Se había quedado junto a la tumba vacía, lo cual, simbólicamente, reforzaría la sensación de su vacío interior, de la nada y de la muerte. Aquel que estaba, ya no está.
La ciudad, contrastando con este episodio marginal, rebosaba de movimiento, alegría y exultación, porque la fiesta de pascua atraía a peregrinos de todas partes. El historiador Flavio Josefo estimó en dos millones y medio los que confluyeron en una de las últimas pascuas judías, la del año 66 d. C. Debían ser alojados en las casas, entre parientes o amigos, prontos para celebrar en familia la cena pascual que tenía lugar el día 14 del mes de Nisán, fecha del calendario lunar judío que conmemoraba la salida del pueblo cautivo en Egipto hacia la libertad y la tierra prometida, producida hacía más de doce siglos, acontecimiento fundacional y unificador de Israel.

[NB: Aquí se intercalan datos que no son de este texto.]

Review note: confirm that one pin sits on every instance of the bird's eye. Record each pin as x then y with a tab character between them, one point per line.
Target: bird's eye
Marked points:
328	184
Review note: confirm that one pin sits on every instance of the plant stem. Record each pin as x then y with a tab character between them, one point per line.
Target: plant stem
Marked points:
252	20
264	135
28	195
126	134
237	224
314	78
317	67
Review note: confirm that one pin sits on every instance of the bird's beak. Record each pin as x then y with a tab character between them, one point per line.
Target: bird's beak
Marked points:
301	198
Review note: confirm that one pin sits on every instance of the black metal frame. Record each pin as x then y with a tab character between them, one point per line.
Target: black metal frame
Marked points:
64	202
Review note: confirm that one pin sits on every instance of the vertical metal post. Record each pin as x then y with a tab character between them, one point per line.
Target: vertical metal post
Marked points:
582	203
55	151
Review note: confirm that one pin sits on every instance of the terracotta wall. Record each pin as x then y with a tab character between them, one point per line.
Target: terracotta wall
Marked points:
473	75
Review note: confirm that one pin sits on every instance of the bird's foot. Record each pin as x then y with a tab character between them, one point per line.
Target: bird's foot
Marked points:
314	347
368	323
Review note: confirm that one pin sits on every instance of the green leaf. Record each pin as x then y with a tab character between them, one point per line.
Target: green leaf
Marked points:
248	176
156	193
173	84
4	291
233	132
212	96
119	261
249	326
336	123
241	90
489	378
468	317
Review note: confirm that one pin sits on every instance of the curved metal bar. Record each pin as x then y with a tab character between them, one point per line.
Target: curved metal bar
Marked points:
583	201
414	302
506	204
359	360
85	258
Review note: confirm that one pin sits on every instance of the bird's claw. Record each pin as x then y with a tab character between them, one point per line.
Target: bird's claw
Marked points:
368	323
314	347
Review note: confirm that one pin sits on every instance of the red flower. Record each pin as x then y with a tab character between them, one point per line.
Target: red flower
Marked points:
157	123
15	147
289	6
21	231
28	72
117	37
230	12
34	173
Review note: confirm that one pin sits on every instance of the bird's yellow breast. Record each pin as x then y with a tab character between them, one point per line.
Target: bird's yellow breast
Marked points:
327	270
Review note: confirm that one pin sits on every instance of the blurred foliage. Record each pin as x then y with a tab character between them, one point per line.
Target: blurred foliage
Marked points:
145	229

María Magdalena fue la primera que lo vio, y que habló con él después de muerto, la primera que se topó con el Resucitado. Sin embargo, no lo reconoció a simple vista, no lo descubrió según su apariencia, y hasta conversó con él en el entendido de que se trataba del cuidador de la huerta donde se situaba el sepulcro. Algo semejante les sucede a los dos amargados discípulos que emprenden entre discusiones y reproches el regreso a su pueblo Emaús, y ven cómo un caminante a quien toman por forastero se entromete en la conversación y finge desconocer los sucesos de la crucifixión que lo habían tenido a él por protagonista. Nuevamente, al amanecer de una larga y mala noche en que los discípulos no pudieron pescar nada en el lago de Tiberíades, un desconocido desde la orilla les pide algo para comer. En relación a la escena de María Magdalena, es nuestro «jardinero», claro, quien tomó también la iniciativa: «Mujer, ¿por qué lloras? ¿A quién buscas?»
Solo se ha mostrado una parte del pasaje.